Viajando por ali e aqui


Os gatos de Roma (2)
 
Os belíssimos calendários expostos nas lojinhas e bancas de revistas, por toda Roma, chamaram a minha atenção para os gatos. São lindos e de todos os tamanhos e mostram bichanos de todos os tipos, fotografados em vários lugares. Acabei comprando alguns porque são objetos relativamente baratos e fáceis para serem acomodados nas malas. As pessoas que ficam esperam presentes e tenho alguns amigos que consideram o gato o melhor amigo do homem.
Estou com um deles aqui e agora, em minha frente. No mês de Gennaio quatro gatinhos bem individualizados tomam sol resfastelados nas pedras do calçamento frente a uma porta antiga de uma casa antiga em uma cidade antiga. Na soleira da porta, de madeira e vidro, um vaso escuro com folhas verdes e flores vermelhas repousa sobre um prato branco.
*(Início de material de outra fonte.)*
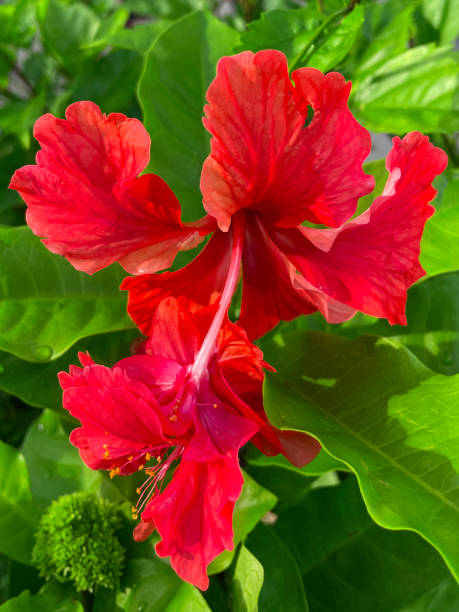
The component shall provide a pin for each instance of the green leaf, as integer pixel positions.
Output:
(140, 38)
(336, 42)
(66, 29)
(305, 36)
(18, 514)
(36, 384)
(373, 405)
(17, 23)
(46, 305)
(415, 91)
(18, 116)
(170, 9)
(385, 34)
(178, 70)
(283, 587)
(99, 81)
(432, 333)
(444, 17)
(289, 31)
(108, 28)
(253, 503)
(289, 483)
(152, 585)
(376, 168)
(53, 596)
(322, 464)
(345, 557)
(247, 582)
(440, 241)
(54, 465)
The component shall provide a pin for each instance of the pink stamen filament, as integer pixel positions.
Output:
(210, 341)
(150, 484)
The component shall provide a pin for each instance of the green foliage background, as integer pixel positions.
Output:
(373, 522)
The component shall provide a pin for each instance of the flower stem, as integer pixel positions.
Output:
(210, 341)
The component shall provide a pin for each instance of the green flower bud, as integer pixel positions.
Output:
(77, 540)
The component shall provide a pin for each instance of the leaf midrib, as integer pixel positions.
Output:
(375, 449)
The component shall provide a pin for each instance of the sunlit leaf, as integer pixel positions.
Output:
(373, 405)
(46, 305)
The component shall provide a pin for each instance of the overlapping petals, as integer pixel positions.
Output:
(84, 199)
(147, 413)
(272, 166)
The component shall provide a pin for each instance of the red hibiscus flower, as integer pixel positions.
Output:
(270, 168)
(273, 171)
(185, 406)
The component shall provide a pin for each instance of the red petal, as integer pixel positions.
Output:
(84, 198)
(263, 158)
(201, 282)
(371, 261)
(194, 515)
(119, 416)
(272, 289)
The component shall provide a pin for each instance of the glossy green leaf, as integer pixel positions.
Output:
(37, 384)
(377, 169)
(385, 34)
(154, 587)
(444, 17)
(66, 29)
(305, 36)
(283, 587)
(140, 38)
(440, 241)
(289, 483)
(178, 69)
(170, 9)
(373, 405)
(99, 81)
(54, 465)
(336, 42)
(247, 582)
(253, 503)
(289, 31)
(46, 305)
(415, 91)
(17, 22)
(53, 596)
(18, 116)
(320, 465)
(345, 558)
(18, 514)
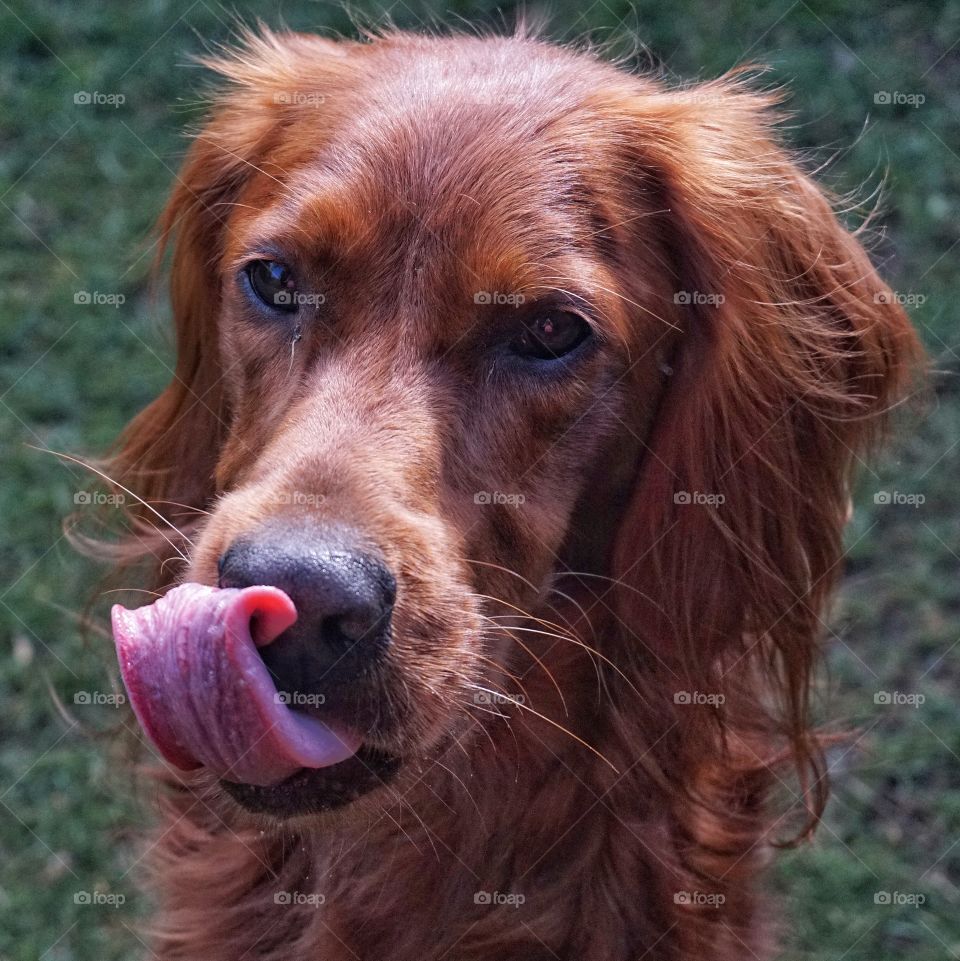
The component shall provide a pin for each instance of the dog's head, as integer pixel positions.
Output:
(459, 316)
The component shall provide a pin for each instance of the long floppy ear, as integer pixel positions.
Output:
(791, 351)
(167, 454)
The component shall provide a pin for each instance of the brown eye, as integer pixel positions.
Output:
(272, 282)
(551, 335)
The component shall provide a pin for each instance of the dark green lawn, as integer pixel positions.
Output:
(80, 184)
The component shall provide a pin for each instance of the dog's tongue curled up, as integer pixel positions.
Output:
(203, 695)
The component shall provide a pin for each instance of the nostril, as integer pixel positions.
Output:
(344, 596)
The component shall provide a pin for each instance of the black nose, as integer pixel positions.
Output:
(344, 596)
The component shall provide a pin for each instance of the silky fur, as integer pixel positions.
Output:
(406, 173)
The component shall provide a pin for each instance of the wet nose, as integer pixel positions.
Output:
(344, 595)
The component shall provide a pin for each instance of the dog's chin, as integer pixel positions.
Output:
(313, 791)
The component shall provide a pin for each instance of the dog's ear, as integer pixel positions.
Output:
(167, 454)
(790, 351)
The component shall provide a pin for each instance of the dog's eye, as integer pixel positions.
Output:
(273, 283)
(551, 335)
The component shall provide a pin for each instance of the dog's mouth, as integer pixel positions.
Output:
(205, 699)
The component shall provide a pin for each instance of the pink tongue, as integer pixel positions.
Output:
(204, 696)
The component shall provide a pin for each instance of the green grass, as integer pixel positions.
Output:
(80, 186)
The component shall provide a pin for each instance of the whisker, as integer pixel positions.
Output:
(539, 662)
(553, 723)
(126, 490)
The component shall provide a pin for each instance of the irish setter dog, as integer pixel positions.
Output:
(517, 399)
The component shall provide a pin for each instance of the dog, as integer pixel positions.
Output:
(516, 402)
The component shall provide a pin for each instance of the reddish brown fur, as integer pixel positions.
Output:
(434, 168)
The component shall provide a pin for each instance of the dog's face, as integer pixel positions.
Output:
(426, 333)
(458, 315)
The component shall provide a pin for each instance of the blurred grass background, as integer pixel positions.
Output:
(80, 185)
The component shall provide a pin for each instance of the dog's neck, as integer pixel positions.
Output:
(525, 844)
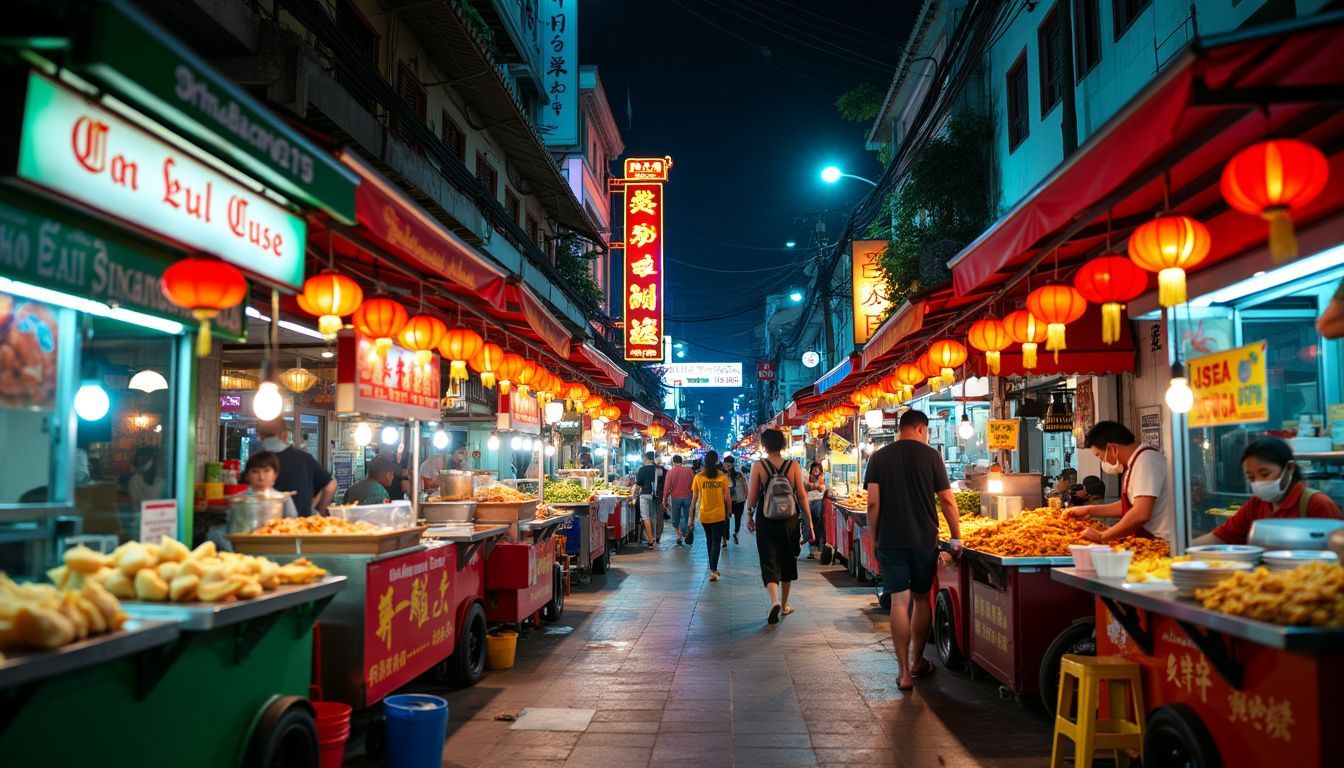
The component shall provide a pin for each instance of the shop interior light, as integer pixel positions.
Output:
(148, 381)
(89, 307)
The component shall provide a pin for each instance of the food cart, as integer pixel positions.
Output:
(1219, 689)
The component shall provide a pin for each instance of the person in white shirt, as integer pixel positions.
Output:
(1145, 505)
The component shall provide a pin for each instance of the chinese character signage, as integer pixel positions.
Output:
(870, 289)
(409, 608)
(391, 385)
(703, 374)
(1230, 388)
(559, 120)
(644, 297)
(74, 147)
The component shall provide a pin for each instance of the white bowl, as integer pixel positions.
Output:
(1082, 554)
(1112, 564)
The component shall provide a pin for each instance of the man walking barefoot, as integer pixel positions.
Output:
(903, 479)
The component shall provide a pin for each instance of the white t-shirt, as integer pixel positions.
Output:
(1148, 478)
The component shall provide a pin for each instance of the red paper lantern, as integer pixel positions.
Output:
(1058, 305)
(1028, 331)
(1169, 245)
(207, 287)
(487, 362)
(1110, 281)
(458, 346)
(1272, 179)
(381, 319)
(329, 296)
(989, 336)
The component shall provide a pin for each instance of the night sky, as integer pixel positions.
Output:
(741, 96)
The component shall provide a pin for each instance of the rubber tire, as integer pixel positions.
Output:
(467, 665)
(945, 632)
(285, 736)
(1078, 638)
(553, 609)
(1175, 737)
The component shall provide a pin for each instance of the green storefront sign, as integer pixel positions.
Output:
(148, 67)
(40, 246)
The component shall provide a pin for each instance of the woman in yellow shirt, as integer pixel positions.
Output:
(710, 496)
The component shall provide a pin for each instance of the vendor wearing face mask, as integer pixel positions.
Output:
(1145, 506)
(1278, 488)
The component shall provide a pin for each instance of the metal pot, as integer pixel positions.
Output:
(250, 511)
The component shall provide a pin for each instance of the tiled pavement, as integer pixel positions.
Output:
(682, 670)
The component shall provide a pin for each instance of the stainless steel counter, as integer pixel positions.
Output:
(1167, 603)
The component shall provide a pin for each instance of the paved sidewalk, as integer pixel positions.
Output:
(682, 670)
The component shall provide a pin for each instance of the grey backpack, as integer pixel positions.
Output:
(780, 502)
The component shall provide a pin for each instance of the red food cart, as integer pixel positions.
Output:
(1222, 690)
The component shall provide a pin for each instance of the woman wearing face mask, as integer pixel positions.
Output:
(1277, 488)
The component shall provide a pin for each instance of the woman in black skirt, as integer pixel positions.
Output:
(777, 541)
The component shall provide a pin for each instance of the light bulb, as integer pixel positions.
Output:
(268, 401)
(92, 401)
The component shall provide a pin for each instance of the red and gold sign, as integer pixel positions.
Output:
(407, 619)
(870, 288)
(643, 295)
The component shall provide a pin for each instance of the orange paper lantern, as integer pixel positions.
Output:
(1110, 281)
(206, 287)
(1028, 331)
(329, 296)
(1272, 179)
(381, 319)
(1058, 305)
(989, 336)
(458, 346)
(1169, 245)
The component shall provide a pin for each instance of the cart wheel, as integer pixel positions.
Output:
(1081, 639)
(285, 736)
(945, 632)
(553, 609)
(1178, 737)
(467, 665)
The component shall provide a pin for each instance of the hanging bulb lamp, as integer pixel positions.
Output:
(329, 296)
(1169, 245)
(206, 287)
(1272, 179)
(1058, 305)
(1110, 281)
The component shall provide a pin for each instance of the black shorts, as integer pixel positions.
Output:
(907, 569)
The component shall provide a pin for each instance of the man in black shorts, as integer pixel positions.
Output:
(903, 479)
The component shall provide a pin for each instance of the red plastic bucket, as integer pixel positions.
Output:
(332, 720)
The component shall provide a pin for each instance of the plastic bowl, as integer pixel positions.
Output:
(1112, 564)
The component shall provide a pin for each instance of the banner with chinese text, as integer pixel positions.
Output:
(643, 291)
(870, 288)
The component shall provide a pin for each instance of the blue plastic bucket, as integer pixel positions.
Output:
(417, 726)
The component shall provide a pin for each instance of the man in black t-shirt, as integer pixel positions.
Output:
(903, 480)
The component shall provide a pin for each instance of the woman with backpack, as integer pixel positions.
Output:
(777, 496)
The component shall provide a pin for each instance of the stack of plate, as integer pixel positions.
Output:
(1290, 558)
(1233, 552)
(1200, 573)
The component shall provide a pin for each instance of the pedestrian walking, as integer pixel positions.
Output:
(738, 492)
(676, 499)
(776, 496)
(903, 480)
(816, 487)
(711, 501)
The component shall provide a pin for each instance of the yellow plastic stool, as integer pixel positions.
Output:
(1082, 677)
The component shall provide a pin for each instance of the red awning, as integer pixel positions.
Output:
(1221, 96)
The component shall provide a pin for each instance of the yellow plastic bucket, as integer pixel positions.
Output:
(500, 648)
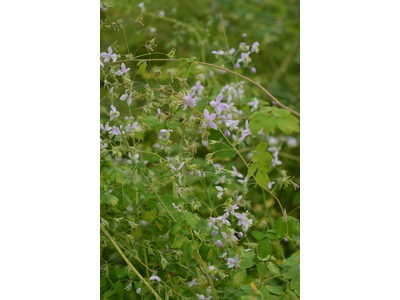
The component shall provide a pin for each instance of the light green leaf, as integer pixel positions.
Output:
(191, 220)
(246, 263)
(264, 247)
(258, 235)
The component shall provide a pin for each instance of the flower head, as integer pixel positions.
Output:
(109, 55)
(123, 70)
(233, 262)
(218, 106)
(188, 100)
(245, 132)
(113, 113)
(210, 119)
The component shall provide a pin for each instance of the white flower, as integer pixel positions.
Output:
(254, 104)
(221, 191)
(153, 277)
(237, 174)
(233, 262)
(177, 169)
(109, 55)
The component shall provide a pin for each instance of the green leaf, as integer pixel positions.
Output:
(281, 228)
(264, 247)
(274, 269)
(261, 267)
(108, 293)
(186, 74)
(246, 263)
(262, 179)
(261, 147)
(178, 242)
(265, 158)
(295, 283)
(268, 123)
(142, 67)
(238, 278)
(279, 112)
(252, 170)
(258, 235)
(112, 200)
(264, 291)
(119, 288)
(288, 124)
(274, 290)
(191, 220)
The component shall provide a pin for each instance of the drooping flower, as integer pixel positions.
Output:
(123, 70)
(223, 219)
(220, 52)
(177, 169)
(221, 191)
(201, 297)
(254, 47)
(198, 87)
(245, 132)
(218, 106)
(210, 119)
(154, 277)
(109, 55)
(126, 96)
(254, 104)
(188, 100)
(244, 57)
(113, 113)
(237, 174)
(244, 221)
(233, 262)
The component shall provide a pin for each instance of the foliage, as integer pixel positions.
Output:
(198, 166)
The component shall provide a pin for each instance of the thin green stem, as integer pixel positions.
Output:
(129, 263)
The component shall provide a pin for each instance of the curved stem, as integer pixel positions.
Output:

Na parte envidraçada da porta cortinas brancas, uma delas repuxada, como se assim ficasse continuamente para que olhares curiosos espreitassem o exterior. Ou o interior. Outros gatos me esperam nos meses seguintes: espreitando atrás de uma coluna do Coliseu, tomando sol nos arredores da Praça Argentina, dentro de uma jardineira com folhas secas no peitoril de uma janela no Trastevere, um assustador gato preto no Foro romano, sobre um parapeito, olhando fixamente para o fio de água que escorre de uma bica e em muitas outras situações. Fiquei curiosa e perguntando aqui e ali fui descobrindo alguns detalhes interessantes sobre esse amor romano aos gatos que se espalham por todos os lados.
 
Em Roma, uma lei do começo deste século, protege os gatos que vivem em Praças Públicas, Monumentos, ruas e becos da cidade.  Até aí tudo bem, o que me pareceu esquisito foi ser considerado crime não só quem agride um gato fisicamente como também quem os agride verbalmente. Isso me fez lembrar de um país que conheço muito bem onde as leis são feitas para serem burladas. Como conseguem punir quem ofende os gatos nas mais variadas línguas, pois Roma é uma verdadeira Babel? Será que um simples passa gatinho possa ser considerado agressão? Espero que algum louco edil municipal não queira criar uma lei semelhante por aqui já que os gatos do meu muro são os mais agredidos verbalmente por mim nas noites de insônia.
 
Mas por que os Gatos? As respostas variam – gatos comem os ratos que proliferam nas ruínas, gatos comiam ratos na época da Grande peste contribuindo para salvar seres humanos e gatos serviram de alimento aos romanos durante a segunda guerra mundial. Soube ainda que uma das grandes protetoras dos gatos capitolinos foi a atriz maior, anna magnani que, quando trabalhava em um teatro nas proximidades da Praça Argentina se tomou de amores por eles. Hoje existem grupos de voluntários que trabalham por toda a cidade cuidando da alimentação e saúde física dos gatos.
 
Quando viajo é este tipo de coisa que chama a minha atenção: a possibilidade de conhecer aqueles detalhes da vida de uma cidade que são tratados de forma superficial pelos agentes de turismo, mas que nos levam a conhecer partes da alma do povo que ali vive.
 
Isso me levou a lembrar o meu conceito sobre a verdade: um cristal multifacetado da qual percebemos as faces, mas não o todo. Apliquei esse conceito principalmente ao comparar apreciações sobre as cidades visitadas – cada pessoa vê a cidade de um jeito diferente conforme seus olhos são capazes de ver. E cada um de nós também a vê conforme o modo como chegamos até a ela: de classe econômica, Executiva ou Primeira Classe. Ou ainda, em seu jatinho ou iate particular.